(转) Deep learning architecture diagrams
FastML
Machine learning made easy
Deep learning architecture diagrams
2016-09-30
Like a wild stream after a wet season in African savanna diverges into many smaller streams forming lakes and puddles, deep learning has diverged into a myriad of specialized architectures. Each architecture has a diagram. Here are some of them.
Neural networks are conceptually simple, and that’s their beauty. A bunch of homogenous, uniform units, arranged in layers, weighted connections between them, and that’s all. At least in theory. Practice turned out to be a bit different. Instead of feature engineering, we now have architecture engineering, as described by Stephen Merrity:
The romanticized description of deep learning usually promises that the days of hand crafted feature engineering are gone - that the models are advanced enough to work this out themselves. Like most advertising, this is simultaneously true and misleading.

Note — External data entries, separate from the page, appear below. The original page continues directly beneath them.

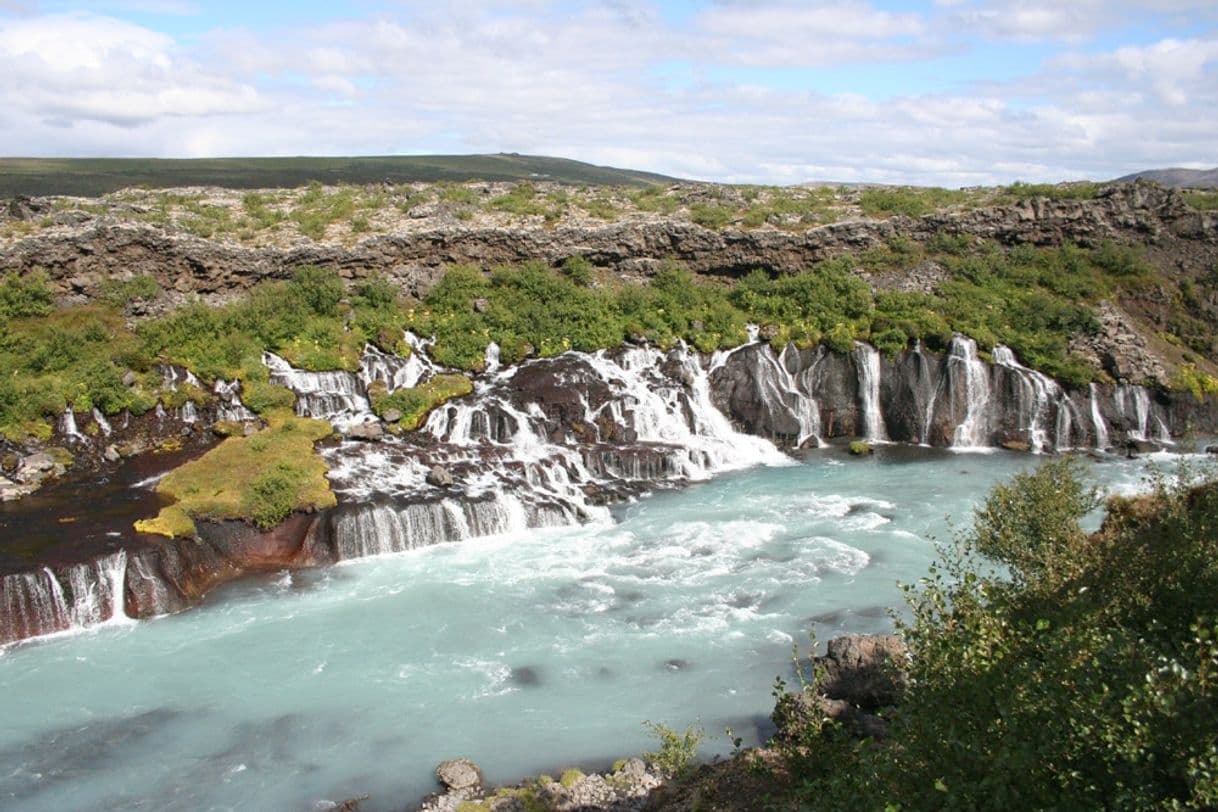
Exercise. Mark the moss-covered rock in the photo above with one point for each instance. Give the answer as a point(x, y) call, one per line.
point(260, 479)
point(414, 403)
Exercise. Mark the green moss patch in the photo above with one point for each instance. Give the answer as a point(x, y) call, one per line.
point(417, 402)
point(260, 479)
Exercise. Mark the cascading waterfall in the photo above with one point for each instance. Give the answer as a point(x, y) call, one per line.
point(230, 407)
point(67, 427)
point(396, 371)
point(782, 390)
point(929, 393)
point(1099, 427)
point(383, 530)
point(1039, 397)
point(334, 396)
point(491, 358)
point(972, 431)
point(867, 363)
point(102, 424)
point(44, 602)
point(1133, 404)
point(513, 472)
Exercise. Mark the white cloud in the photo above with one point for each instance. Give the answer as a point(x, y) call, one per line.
point(591, 84)
point(66, 68)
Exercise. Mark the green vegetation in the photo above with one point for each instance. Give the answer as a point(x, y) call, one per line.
point(1021, 191)
point(415, 403)
point(261, 477)
point(677, 750)
point(910, 201)
point(88, 177)
point(1205, 201)
point(1032, 300)
point(1084, 679)
point(121, 292)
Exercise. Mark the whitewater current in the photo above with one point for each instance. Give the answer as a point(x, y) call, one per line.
point(526, 651)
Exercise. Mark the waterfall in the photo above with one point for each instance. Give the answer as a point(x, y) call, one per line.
point(1039, 396)
point(230, 407)
point(491, 358)
point(867, 363)
point(335, 396)
point(680, 412)
point(931, 393)
point(67, 426)
point(636, 415)
point(962, 359)
point(396, 371)
point(1133, 404)
point(1099, 429)
point(383, 530)
point(171, 376)
point(102, 424)
point(783, 392)
point(80, 597)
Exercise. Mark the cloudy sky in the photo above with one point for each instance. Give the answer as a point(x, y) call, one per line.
point(925, 91)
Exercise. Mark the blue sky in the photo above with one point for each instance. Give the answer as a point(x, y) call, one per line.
point(937, 91)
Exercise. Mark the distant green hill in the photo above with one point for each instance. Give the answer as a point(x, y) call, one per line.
point(90, 177)
point(1177, 177)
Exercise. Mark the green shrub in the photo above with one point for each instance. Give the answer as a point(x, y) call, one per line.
point(1087, 682)
point(23, 296)
point(677, 750)
point(121, 292)
point(1205, 201)
point(711, 217)
point(910, 201)
point(579, 270)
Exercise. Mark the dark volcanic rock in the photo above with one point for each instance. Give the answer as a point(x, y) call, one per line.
point(459, 773)
point(440, 477)
point(865, 670)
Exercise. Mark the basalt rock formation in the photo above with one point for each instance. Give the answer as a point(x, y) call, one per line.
point(94, 248)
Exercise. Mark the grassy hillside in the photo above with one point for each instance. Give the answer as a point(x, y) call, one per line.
point(91, 177)
point(1175, 177)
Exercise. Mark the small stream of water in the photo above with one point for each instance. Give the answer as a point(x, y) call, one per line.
point(525, 653)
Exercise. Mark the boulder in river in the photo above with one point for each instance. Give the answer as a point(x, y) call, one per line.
point(440, 477)
point(459, 773)
point(865, 670)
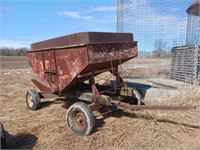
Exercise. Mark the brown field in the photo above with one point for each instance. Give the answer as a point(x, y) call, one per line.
point(46, 128)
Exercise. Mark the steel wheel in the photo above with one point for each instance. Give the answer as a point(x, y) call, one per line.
point(32, 99)
point(80, 119)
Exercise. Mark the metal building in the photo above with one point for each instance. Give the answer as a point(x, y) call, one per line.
point(193, 27)
point(150, 20)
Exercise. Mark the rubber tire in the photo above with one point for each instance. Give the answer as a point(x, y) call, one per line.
point(3, 139)
point(89, 117)
point(36, 99)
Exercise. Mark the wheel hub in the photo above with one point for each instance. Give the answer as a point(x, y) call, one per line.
point(79, 121)
point(30, 100)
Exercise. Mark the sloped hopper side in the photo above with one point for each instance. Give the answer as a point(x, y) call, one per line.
point(58, 62)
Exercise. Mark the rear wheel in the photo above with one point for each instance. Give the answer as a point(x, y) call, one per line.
point(32, 99)
point(80, 119)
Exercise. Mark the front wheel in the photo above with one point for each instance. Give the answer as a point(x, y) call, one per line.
point(32, 99)
point(80, 119)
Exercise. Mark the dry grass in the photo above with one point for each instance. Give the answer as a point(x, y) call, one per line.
point(46, 128)
point(141, 68)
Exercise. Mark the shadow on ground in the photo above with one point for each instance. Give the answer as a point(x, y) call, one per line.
point(20, 140)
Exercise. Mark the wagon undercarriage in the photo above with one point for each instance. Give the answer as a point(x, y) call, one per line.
point(68, 66)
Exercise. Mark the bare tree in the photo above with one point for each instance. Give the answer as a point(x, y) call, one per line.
point(160, 48)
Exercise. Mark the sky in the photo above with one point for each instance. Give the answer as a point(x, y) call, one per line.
point(23, 22)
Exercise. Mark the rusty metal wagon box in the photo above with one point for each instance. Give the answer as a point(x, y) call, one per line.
point(60, 61)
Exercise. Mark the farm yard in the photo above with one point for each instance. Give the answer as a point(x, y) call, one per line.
point(139, 129)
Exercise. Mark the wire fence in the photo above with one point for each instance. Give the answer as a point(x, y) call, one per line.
point(150, 20)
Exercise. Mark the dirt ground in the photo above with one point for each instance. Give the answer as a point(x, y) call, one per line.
point(46, 127)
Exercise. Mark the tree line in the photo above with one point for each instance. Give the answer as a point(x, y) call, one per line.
point(10, 51)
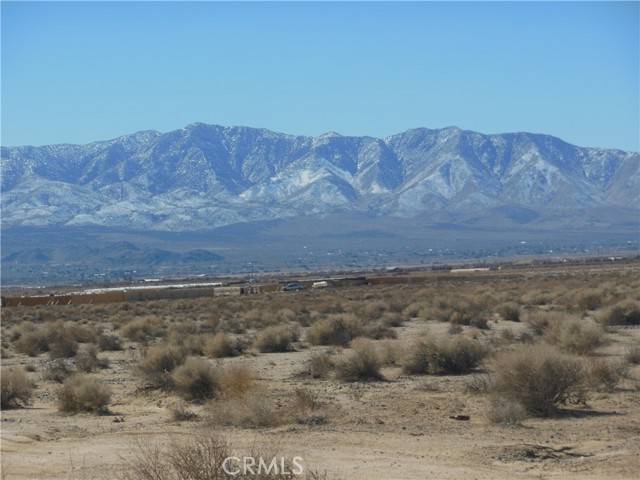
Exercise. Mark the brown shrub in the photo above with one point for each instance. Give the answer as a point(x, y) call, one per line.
point(276, 339)
point(623, 313)
point(109, 343)
point(509, 311)
point(574, 335)
point(443, 356)
point(82, 393)
point(143, 329)
point(504, 411)
point(222, 345)
point(338, 329)
point(605, 375)
point(632, 355)
point(196, 379)
point(201, 458)
point(539, 377)
point(361, 363)
point(158, 364)
point(15, 388)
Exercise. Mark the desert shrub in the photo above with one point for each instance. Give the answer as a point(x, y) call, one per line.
point(360, 363)
point(196, 379)
point(87, 359)
point(15, 388)
point(589, 300)
point(254, 410)
point(143, 329)
point(605, 375)
point(338, 329)
point(180, 412)
point(82, 393)
point(222, 345)
point(459, 311)
point(32, 343)
point(109, 343)
point(504, 411)
point(236, 381)
point(539, 377)
point(443, 356)
point(320, 365)
point(201, 458)
point(574, 335)
point(539, 321)
point(623, 313)
point(158, 364)
point(632, 355)
point(56, 370)
point(276, 339)
point(509, 311)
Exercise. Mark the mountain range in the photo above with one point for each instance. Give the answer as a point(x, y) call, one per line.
point(207, 176)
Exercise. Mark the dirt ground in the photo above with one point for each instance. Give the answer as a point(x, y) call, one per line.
point(405, 427)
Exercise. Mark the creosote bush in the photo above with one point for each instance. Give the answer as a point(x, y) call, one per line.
point(623, 313)
point(158, 364)
point(574, 335)
point(15, 388)
point(276, 339)
point(360, 363)
point(222, 345)
point(336, 329)
point(196, 379)
point(539, 377)
point(82, 393)
point(443, 356)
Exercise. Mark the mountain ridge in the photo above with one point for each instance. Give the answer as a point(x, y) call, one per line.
point(206, 176)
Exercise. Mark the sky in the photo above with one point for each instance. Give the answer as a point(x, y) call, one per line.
point(80, 72)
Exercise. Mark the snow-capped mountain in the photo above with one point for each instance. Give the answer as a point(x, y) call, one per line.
point(205, 176)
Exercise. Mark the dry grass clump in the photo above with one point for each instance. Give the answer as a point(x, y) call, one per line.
point(605, 375)
point(509, 311)
point(337, 329)
point(277, 339)
point(590, 299)
point(574, 335)
point(632, 355)
point(82, 393)
point(158, 364)
point(143, 329)
point(505, 411)
point(56, 370)
point(57, 338)
point(222, 345)
point(180, 412)
point(15, 388)
point(87, 359)
point(539, 377)
point(202, 457)
point(253, 410)
point(196, 379)
point(320, 365)
point(361, 363)
point(623, 313)
point(109, 343)
point(443, 356)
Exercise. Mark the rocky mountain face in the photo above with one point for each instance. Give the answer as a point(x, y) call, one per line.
point(206, 176)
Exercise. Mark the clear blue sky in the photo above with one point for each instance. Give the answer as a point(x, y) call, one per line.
point(77, 72)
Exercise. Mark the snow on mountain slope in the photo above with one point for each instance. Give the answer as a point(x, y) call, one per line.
point(204, 176)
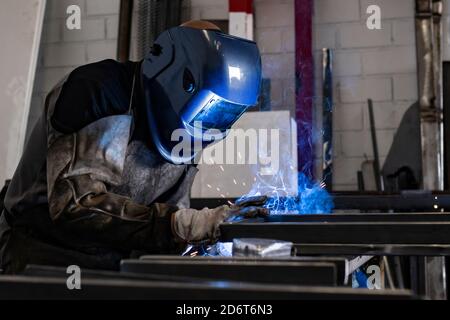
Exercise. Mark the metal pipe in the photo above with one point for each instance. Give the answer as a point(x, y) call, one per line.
point(376, 163)
point(124, 32)
point(327, 118)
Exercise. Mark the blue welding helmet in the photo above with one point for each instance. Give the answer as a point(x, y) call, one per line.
point(196, 80)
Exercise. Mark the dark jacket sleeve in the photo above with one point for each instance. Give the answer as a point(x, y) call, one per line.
point(83, 163)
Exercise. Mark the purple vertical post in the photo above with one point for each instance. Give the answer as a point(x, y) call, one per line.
point(304, 85)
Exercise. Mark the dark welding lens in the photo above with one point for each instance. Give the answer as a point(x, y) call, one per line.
point(188, 81)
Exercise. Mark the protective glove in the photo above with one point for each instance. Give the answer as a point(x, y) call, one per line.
point(202, 226)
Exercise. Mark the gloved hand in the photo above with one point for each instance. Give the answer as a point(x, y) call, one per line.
point(195, 226)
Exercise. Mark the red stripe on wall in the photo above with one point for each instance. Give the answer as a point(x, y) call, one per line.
point(241, 6)
point(304, 85)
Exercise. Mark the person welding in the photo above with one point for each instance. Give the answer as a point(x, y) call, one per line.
point(98, 181)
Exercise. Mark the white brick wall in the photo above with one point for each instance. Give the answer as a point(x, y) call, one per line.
point(376, 64)
point(62, 50)
point(275, 35)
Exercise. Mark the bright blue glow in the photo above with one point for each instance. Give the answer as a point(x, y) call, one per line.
point(311, 199)
point(219, 114)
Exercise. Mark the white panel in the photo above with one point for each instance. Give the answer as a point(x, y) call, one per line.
point(237, 24)
point(235, 180)
point(21, 26)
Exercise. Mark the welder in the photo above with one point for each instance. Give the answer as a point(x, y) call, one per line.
point(98, 180)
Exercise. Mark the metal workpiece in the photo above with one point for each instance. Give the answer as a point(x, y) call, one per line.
point(428, 233)
point(327, 118)
point(33, 287)
point(248, 247)
point(311, 273)
point(406, 201)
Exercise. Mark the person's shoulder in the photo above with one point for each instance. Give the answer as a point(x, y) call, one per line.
point(91, 92)
point(103, 70)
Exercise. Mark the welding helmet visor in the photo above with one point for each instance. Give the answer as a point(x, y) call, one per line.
point(199, 79)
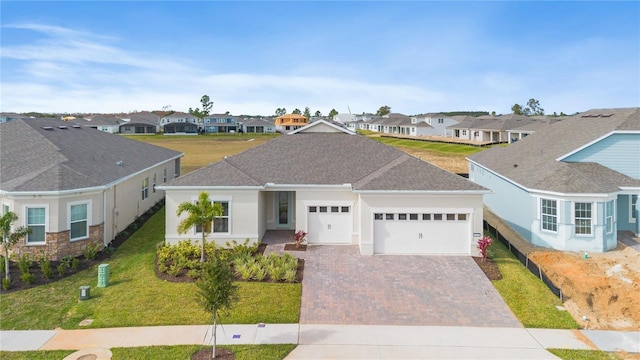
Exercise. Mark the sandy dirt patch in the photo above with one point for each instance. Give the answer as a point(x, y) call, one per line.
point(604, 288)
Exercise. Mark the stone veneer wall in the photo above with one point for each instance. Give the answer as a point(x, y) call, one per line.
point(57, 245)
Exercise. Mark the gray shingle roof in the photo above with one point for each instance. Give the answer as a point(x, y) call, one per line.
point(532, 163)
point(35, 159)
point(327, 159)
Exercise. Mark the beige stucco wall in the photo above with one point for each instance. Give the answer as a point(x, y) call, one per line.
point(243, 215)
point(370, 203)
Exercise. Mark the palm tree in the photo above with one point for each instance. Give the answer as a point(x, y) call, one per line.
point(202, 214)
point(10, 238)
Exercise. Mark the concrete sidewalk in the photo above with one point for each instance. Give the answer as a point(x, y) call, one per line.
point(340, 341)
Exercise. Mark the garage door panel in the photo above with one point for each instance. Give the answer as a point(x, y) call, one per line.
point(329, 224)
point(402, 234)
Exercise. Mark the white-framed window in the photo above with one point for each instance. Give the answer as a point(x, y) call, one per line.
point(145, 188)
point(608, 216)
point(583, 218)
point(549, 214)
point(36, 221)
point(78, 221)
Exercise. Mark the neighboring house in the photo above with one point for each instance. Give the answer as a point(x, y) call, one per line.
point(75, 186)
point(4, 117)
point(489, 128)
point(340, 187)
point(290, 122)
point(220, 123)
point(180, 123)
point(258, 126)
point(571, 185)
point(106, 123)
point(140, 123)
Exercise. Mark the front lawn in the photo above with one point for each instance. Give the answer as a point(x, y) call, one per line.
point(136, 297)
point(241, 352)
point(527, 296)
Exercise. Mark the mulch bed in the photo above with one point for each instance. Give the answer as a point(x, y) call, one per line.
point(221, 353)
point(294, 247)
point(101, 256)
point(489, 268)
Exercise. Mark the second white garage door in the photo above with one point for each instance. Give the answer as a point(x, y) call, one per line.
point(329, 224)
point(421, 233)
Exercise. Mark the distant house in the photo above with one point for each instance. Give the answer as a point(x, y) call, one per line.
point(571, 185)
point(74, 186)
point(140, 123)
point(106, 123)
point(220, 123)
point(341, 188)
point(488, 128)
point(258, 126)
point(4, 117)
point(180, 123)
point(290, 122)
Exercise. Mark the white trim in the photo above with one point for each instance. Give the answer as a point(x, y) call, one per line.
point(591, 218)
point(89, 204)
point(596, 141)
point(94, 188)
point(26, 221)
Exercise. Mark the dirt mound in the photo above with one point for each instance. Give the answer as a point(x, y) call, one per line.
point(603, 287)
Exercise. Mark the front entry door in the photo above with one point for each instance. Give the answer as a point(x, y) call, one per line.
point(283, 207)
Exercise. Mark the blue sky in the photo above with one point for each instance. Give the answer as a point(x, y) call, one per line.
point(253, 57)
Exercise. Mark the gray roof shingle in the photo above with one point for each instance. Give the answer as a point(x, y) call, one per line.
point(531, 162)
point(327, 159)
point(35, 159)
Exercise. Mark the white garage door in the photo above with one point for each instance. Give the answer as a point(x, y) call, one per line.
point(421, 233)
point(329, 224)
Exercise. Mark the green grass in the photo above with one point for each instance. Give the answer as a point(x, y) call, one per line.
point(136, 297)
point(568, 354)
point(527, 296)
point(242, 352)
point(433, 146)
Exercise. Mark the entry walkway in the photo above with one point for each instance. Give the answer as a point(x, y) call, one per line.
point(340, 341)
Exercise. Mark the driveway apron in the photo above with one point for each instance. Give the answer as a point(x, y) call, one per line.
point(340, 286)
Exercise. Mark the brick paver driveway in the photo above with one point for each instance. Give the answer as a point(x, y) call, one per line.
point(341, 286)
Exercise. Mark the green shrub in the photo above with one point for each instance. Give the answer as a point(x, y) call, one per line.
point(27, 277)
point(90, 251)
point(24, 263)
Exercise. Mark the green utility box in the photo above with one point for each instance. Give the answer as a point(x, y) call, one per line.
point(85, 292)
point(103, 275)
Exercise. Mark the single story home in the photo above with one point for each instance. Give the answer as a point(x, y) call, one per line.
point(571, 185)
point(74, 185)
point(340, 187)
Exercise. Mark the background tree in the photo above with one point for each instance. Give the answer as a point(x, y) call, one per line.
point(383, 110)
point(201, 214)
point(10, 238)
point(216, 290)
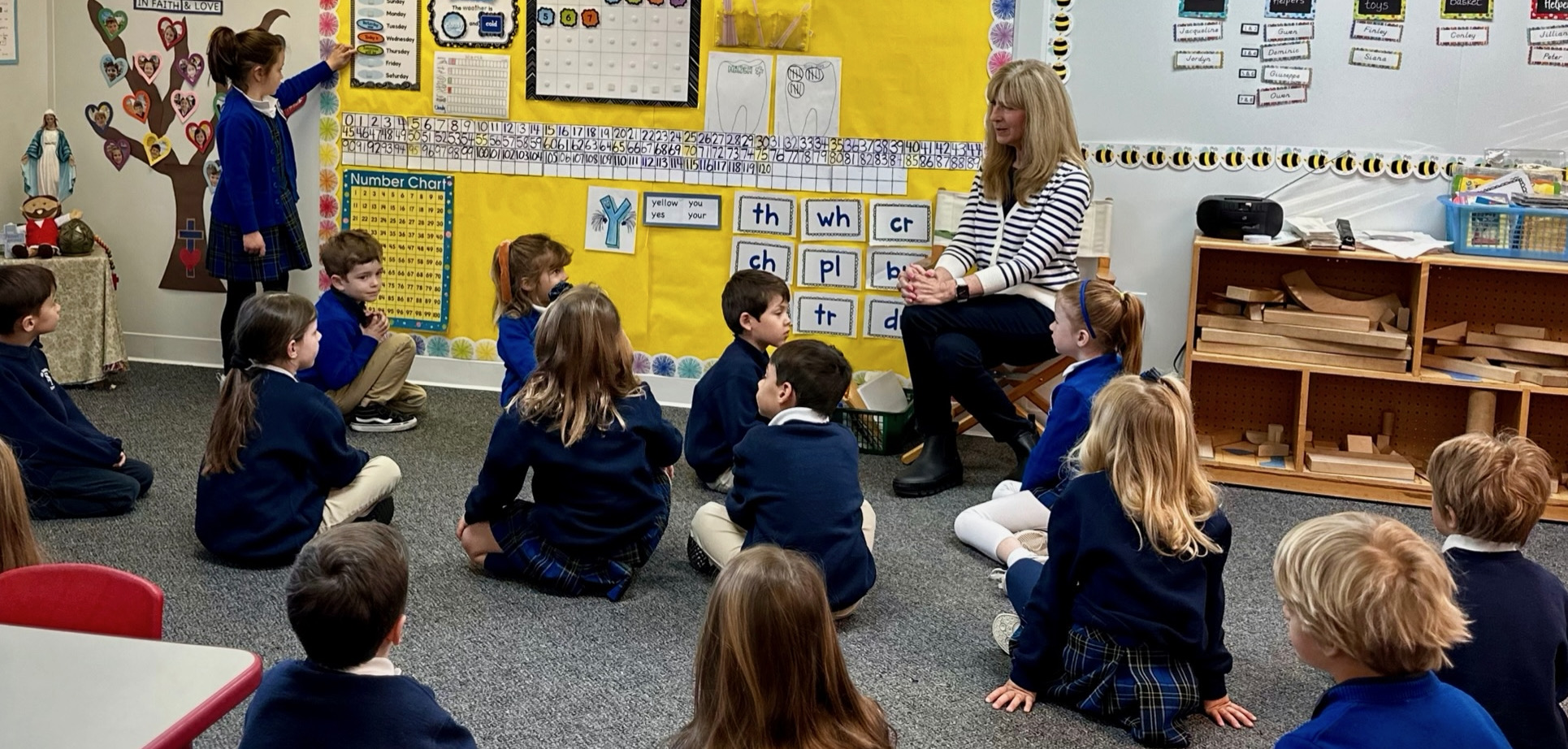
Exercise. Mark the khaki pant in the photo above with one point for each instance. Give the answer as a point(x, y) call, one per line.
point(721, 539)
point(384, 379)
point(374, 483)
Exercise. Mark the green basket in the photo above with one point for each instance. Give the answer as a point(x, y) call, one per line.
point(877, 431)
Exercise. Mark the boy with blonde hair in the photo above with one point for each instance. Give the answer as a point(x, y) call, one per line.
point(1487, 494)
point(1371, 602)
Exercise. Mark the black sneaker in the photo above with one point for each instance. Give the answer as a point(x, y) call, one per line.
point(380, 418)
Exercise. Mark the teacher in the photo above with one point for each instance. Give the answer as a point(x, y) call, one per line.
point(991, 293)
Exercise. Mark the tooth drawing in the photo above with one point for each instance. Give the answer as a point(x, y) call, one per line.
point(808, 97)
point(738, 93)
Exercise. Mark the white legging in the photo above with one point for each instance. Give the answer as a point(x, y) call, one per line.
point(988, 524)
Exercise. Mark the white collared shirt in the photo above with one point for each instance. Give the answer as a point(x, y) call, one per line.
point(1460, 541)
point(797, 414)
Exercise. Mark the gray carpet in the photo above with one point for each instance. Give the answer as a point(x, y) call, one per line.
point(527, 669)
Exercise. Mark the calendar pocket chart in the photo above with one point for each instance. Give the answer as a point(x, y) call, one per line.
point(411, 217)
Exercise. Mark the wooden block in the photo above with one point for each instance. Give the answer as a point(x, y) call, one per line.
point(1448, 332)
point(1520, 331)
point(1261, 339)
point(1254, 295)
point(1502, 354)
point(1289, 354)
point(1480, 370)
point(1540, 347)
point(1297, 331)
point(1319, 320)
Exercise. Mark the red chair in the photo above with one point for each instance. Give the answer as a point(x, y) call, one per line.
point(82, 597)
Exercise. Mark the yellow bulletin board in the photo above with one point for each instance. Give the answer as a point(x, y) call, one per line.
point(912, 71)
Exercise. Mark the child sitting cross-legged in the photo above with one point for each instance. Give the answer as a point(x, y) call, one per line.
point(1371, 602)
point(1487, 494)
point(345, 595)
point(797, 480)
point(1124, 619)
point(600, 450)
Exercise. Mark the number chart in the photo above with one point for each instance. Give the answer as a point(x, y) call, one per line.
point(411, 217)
point(613, 50)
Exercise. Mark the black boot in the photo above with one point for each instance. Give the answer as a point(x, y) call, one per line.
point(937, 470)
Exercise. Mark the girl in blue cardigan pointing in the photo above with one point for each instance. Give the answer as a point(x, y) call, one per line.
point(254, 234)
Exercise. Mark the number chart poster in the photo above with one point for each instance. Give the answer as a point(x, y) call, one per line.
point(411, 215)
point(920, 79)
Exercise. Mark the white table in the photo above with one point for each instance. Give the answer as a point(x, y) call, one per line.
point(72, 690)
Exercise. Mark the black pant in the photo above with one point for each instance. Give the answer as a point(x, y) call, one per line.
point(240, 290)
point(91, 492)
point(954, 347)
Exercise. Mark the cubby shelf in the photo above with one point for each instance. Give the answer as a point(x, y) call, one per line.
point(1237, 392)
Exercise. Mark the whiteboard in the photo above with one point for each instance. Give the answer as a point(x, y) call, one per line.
point(1456, 101)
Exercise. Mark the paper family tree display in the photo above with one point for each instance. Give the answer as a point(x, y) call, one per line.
point(160, 110)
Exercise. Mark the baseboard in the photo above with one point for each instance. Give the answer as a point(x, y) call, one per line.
point(428, 370)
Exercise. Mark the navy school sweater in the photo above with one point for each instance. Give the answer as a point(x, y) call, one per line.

Whilst deep learning has simplified feature engineering in many cases, it certainly hasn’t removed it. As feature engineering has decreased, the architectures of the machine learning models themselves have become increasingly more complex. Most of the time, these model architectures are as specific to a given task as feature engineering used to be.
To clarify, this is still an important step. Architecture engineering is more general than feature engineering and provides many new opportunities. Having said that, however, we shouldn’t be oblivious to the fact that where we are is still far from where we intended to be.
Not quite as bad as doings of architecture astronauts, but not too good either.
An example of architecture specific to a given task
LSTM diagrams
How to explain those architectures? Naturally, with a diagram. A diagram will make it all crystal clear.
Let’s first inspect the two most popular types of networks these days, CNN and LSTM. You’ve already seen a convnet diagram, so turning to the iconic LSTM:
It’s easy, just take a closer look:
As they say, in mathematics you don’t understand things, you just get used to them.
Fortunately, there are good explanations, for example Understanding LSTM Networks and Written Memories: Understanding, Deriving and Extending the LSTM.
LSTM still too complex? Let’s try a simplified version, GRU (Gated Recurrent Unit). Trivial, really.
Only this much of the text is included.